Trump's energy plan could have devastating — and irreversible — effects
President-elect Donald Trump intends on dismantling many of the environmental protections President Barack Obama instituted and supported, according to documents from Trump's transition team obtained by the Associated Press.
The documents point to a repeal of the 1970 Clean Air Act, which Obama used as a foundation for the larger, more crucial Clean Power Plan — it seeks to, by 2025, reduce American carbon emissions by more than 25% of what they were in 2005. Repealing this could have devastating implications worldwide, as the recent and historic international Paris climate agreement is partly hinged on this promise.
Trump also intends to lower the Environmental Protection Agency's standards on smog emissions from burning coal, the documents reveal (he has previously promised to disassemble the EPA, too).
Burning coal produces nitrogen oxides, air pollutants which contribute to acid rain and the accumulation of harmful ozone, causing health issues and other environmental damage.
Another Trump prime concern includes amending "Obama administration efforts to reduce air and water pollution," according to the AP. These are protective initiatives staunchly opposed by the oil and gas industries.
On the short list to head the Energy Department is oil magnate Harold Hamm, a big advocate of fracking. Also on the list is Republican North Dakota Rep. Kevin Cramer and Robert Grady, a venture capitalist and former staffer from the George H. W. Bush administration.
Trump released a "contract" to the American public regarding what he intended on achieving during his first 100 days in office. Among his top priorities were undoing many pieces of environmental legislation, while redirecting resources dedicated to combating climate change:
• FIFTH, I will lift the restrictions on the production of $50 trillion dollars' worth of job-producing American energy reserves, including shale, oil, natural gas and clean coal.
In the past, the president-elect has described climate change as a "hoax" and suggested it was invented by the Chinese to make themselves more competitive:
Campaign sentiment and transitional documents combined paint a grim picture regarding the future of curbing climate change, a battle which had finally gained traction.
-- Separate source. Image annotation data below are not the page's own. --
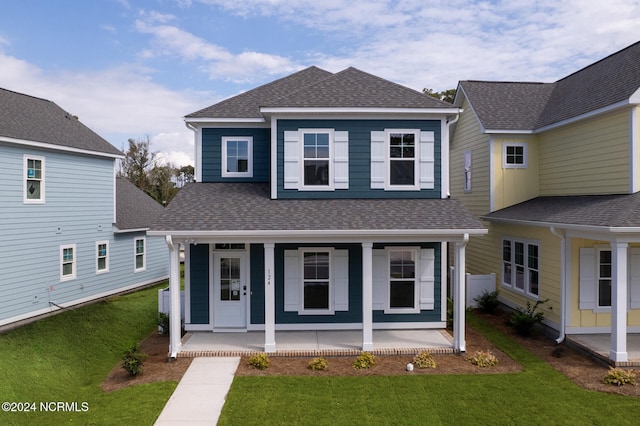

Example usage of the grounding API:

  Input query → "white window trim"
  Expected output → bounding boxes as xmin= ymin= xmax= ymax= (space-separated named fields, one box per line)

xmin=133 ymin=237 xmax=147 ymax=272
xmin=221 ymin=136 xmax=253 ymax=177
xmin=96 ymin=240 xmax=109 ymax=274
xmin=502 ymin=142 xmax=529 ymax=169
xmin=60 ymin=244 xmax=78 ymax=282
xmin=500 ymin=237 xmax=542 ymax=300
xmin=22 ymin=154 xmax=45 ymax=204
xmin=384 ymin=246 xmax=421 ymax=314
xmin=298 ymin=128 xmax=335 ymax=191
xmin=298 ymin=247 xmax=335 ymax=315
xmin=384 ymin=129 xmax=421 ymax=191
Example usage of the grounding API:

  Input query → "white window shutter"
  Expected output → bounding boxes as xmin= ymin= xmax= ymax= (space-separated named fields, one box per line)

xmin=419 ymin=132 xmax=436 ymax=189
xmin=284 ymin=131 xmax=302 ymax=189
xmin=331 ymin=250 xmax=349 ymax=311
xmin=579 ymin=248 xmax=597 ymax=309
xmin=333 ymin=132 xmax=349 ymax=189
xmin=420 ymin=249 xmax=436 ymax=310
xmin=372 ymin=250 xmax=389 ymax=311
xmin=284 ymin=250 xmax=301 ymax=312
xmin=629 ymin=247 xmax=640 ymax=309
xmin=371 ymin=131 xmax=387 ymax=189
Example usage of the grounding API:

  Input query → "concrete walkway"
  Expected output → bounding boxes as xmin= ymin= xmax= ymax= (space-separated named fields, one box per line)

xmin=155 ymin=357 xmax=240 ymax=426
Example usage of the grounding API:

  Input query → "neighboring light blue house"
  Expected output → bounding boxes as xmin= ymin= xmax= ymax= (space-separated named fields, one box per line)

xmin=149 ymin=67 xmax=486 ymax=356
xmin=0 ymin=89 xmax=168 ymax=327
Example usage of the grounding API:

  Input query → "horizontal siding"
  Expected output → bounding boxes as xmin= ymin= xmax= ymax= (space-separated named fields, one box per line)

xmin=277 ymin=120 xmax=441 ymax=198
xmin=0 ymin=146 xmax=168 ymax=324
xmin=202 ymin=128 xmax=271 ymax=182
xmin=540 ymin=111 xmax=630 ymax=195
xmin=450 ymin=100 xmax=490 ymax=216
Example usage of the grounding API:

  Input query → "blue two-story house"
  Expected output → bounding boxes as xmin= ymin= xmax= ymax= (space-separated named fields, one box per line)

xmin=150 ymin=67 xmax=486 ymax=356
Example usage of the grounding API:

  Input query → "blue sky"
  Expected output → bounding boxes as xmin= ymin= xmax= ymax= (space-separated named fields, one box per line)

xmin=0 ymin=0 xmax=640 ymax=165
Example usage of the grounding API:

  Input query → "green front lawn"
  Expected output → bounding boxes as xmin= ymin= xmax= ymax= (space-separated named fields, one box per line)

xmin=0 ymin=283 xmax=177 ymax=425
xmin=220 ymin=315 xmax=640 ymax=426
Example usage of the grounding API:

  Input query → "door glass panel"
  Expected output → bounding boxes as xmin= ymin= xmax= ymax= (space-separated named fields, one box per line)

xmin=220 ymin=257 xmax=242 ymax=301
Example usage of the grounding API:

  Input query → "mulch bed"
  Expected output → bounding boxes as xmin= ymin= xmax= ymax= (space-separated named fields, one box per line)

xmin=102 ymin=313 xmax=640 ymax=396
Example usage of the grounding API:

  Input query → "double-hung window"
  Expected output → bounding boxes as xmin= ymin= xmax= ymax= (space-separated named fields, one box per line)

xmin=134 ymin=238 xmax=147 ymax=272
xmin=96 ymin=241 xmax=109 ymax=274
xmin=60 ymin=244 xmax=76 ymax=281
xmin=502 ymin=143 xmax=527 ymax=169
xmin=385 ymin=248 xmax=420 ymax=313
xmin=24 ymin=155 xmax=44 ymax=204
xmin=222 ymin=136 xmax=253 ymax=177
xmin=502 ymin=238 xmax=540 ymax=298
xmin=302 ymin=132 xmax=331 ymax=187
xmin=302 ymin=250 xmax=333 ymax=313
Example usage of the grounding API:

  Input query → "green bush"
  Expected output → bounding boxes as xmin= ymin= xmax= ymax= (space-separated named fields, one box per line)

xmin=413 ymin=351 xmax=436 ymax=368
xmin=247 ymin=352 xmax=271 ymax=370
xmin=473 ymin=290 xmax=500 ymax=314
xmin=602 ymin=367 xmax=636 ymax=386
xmin=353 ymin=352 xmax=376 ymax=370
xmin=309 ymin=358 xmax=329 ymax=371
xmin=466 ymin=351 xmax=498 ymax=367
xmin=122 ymin=344 xmax=148 ymax=376
xmin=509 ymin=299 xmax=549 ymax=337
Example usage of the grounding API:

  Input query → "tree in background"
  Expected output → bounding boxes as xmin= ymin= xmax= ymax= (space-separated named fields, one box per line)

xmin=118 ymin=136 xmax=194 ymax=206
xmin=422 ymin=88 xmax=456 ymax=104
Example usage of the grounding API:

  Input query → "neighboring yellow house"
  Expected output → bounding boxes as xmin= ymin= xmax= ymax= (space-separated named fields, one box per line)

xmin=450 ymin=42 xmax=640 ymax=365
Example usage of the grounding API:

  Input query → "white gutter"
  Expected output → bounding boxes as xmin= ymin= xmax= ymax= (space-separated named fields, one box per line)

xmin=549 ymin=226 xmax=567 ymax=343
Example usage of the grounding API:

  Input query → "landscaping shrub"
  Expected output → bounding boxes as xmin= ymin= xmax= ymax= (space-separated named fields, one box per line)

xmin=466 ymin=351 xmax=498 ymax=367
xmin=247 ymin=352 xmax=271 ymax=370
xmin=603 ymin=367 xmax=636 ymax=386
xmin=309 ymin=358 xmax=329 ymax=371
xmin=473 ymin=290 xmax=500 ymax=315
xmin=413 ymin=351 xmax=436 ymax=368
xmin=353 ymin=352 xmax=376 ymax=370
xmin=509 ymin=299 xmax=549 ymax=337
xmin=122 ymin=344 xmax=148 ymax=376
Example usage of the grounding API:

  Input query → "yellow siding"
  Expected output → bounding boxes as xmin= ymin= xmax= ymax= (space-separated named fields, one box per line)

xmin=450 ymin=99 xmax=489 ymax=216
xmin=567 ymin=238 xmax=640 ymax=327
xmin=539 ymin=110 xmax=630 ymax=196
xmin=492 ymin=136 xmax=538 ymax=211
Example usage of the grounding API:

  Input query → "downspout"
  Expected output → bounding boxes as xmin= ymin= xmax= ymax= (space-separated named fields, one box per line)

xmin=549 ymin=226 xmax=567 ymax=343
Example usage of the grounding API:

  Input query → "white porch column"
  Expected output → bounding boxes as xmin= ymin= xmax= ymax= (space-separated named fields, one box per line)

xmin=362 ymin=243 xmax=373 ymax=351
xmin=452 ymin=235 xmax=469 ymax=352
xmin=264 ymin=243 xmax=276 ymax=353
xmin=165 ymin=235 xmax=182 ymax=358
xmin=609 ymin=242 xmax=629 ymax=362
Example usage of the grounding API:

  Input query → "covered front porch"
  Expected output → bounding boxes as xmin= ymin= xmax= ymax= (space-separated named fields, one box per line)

xmin=178 ymin=329 xmax=456 ymax=357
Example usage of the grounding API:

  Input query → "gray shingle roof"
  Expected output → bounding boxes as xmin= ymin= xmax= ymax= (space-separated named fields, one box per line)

xmin=484 ymin=192 xmax=640 ymax=227
xmin=151 ymin=183 xmax=484 ymax=232
xmin=459 ymin=42 xmax=640 ymax=130
xmin=186 ymin=67 xmax=455 ymax=119
xmin=0 ymin=89 xmax=123 ymax=155
xmin=115 ymin=177 xmax=164 ymax=231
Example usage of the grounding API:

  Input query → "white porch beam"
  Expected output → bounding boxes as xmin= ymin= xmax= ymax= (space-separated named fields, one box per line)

xmin=165 ymin=235 xmax=182 ymax=358
xmin=362 ymin=243 xmax=373 ymax=351
xmin=264 ymin=243 xmax=276 ymax=353
xmin=452 ymin=235 xmax=469 ymax=352
xmin=609 ymin=242 xmax=629 ymax=362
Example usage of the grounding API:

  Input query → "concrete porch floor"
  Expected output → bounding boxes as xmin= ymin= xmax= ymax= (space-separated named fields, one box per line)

xmin=178 ymin=330 xmax=454 ymax=357
xmin=566 ymin=334 xmax=640 ymax=367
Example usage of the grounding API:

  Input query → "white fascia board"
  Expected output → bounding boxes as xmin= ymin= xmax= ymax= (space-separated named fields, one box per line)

xmin=147 ymin=228 xmax=489 ymax=243
xmin=260 ymin=107 xmax=462 ymax=115
xmin=0 ymin=137 xmax=125 ymax=159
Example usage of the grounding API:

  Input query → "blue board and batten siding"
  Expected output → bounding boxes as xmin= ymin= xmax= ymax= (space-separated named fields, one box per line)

xmin=0 ymin=144 xmax=168 ymax=325
xmin=277 ymin=120 xmax=441 ymax=198
xmin=189 ymin=243 xmax=442 ymax=325
xmin=202 ymin=128 xmax=271 ymax=182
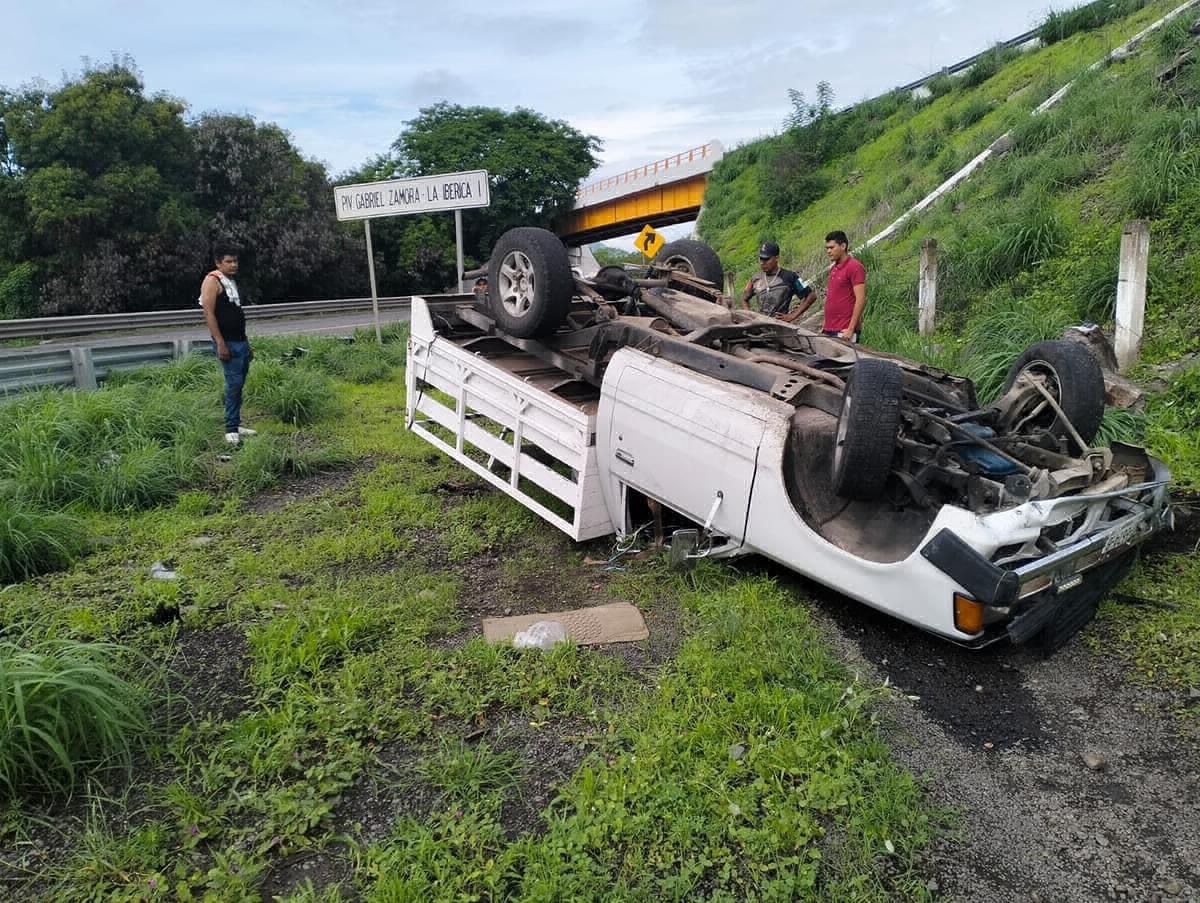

The Paris agreement, ratified just one month before the presidential election, is one such example. Negotiations between China and America, the two biggest emitters of greenhouse gasses, responsible for nearly half of the world's emissions, were exhaustive and at times tenuous, making it the first initiative of its kind.
Many of these changes and repeals — such as slackening permissible levels of carbon emissions — will likely have irrevocable consequences, Michael Oppenheimer, part of the Intergovernmental Panel on Climate Change and a professor of geosciences and international affairs at Princeton University, told the New York Times.
"If Trump steps back from [the Clean Power Plan and Paris agreement], it makes it much less likely that the world will ever meet that target, and essentially ensures we will head into the danger zone," Oppenheimer said.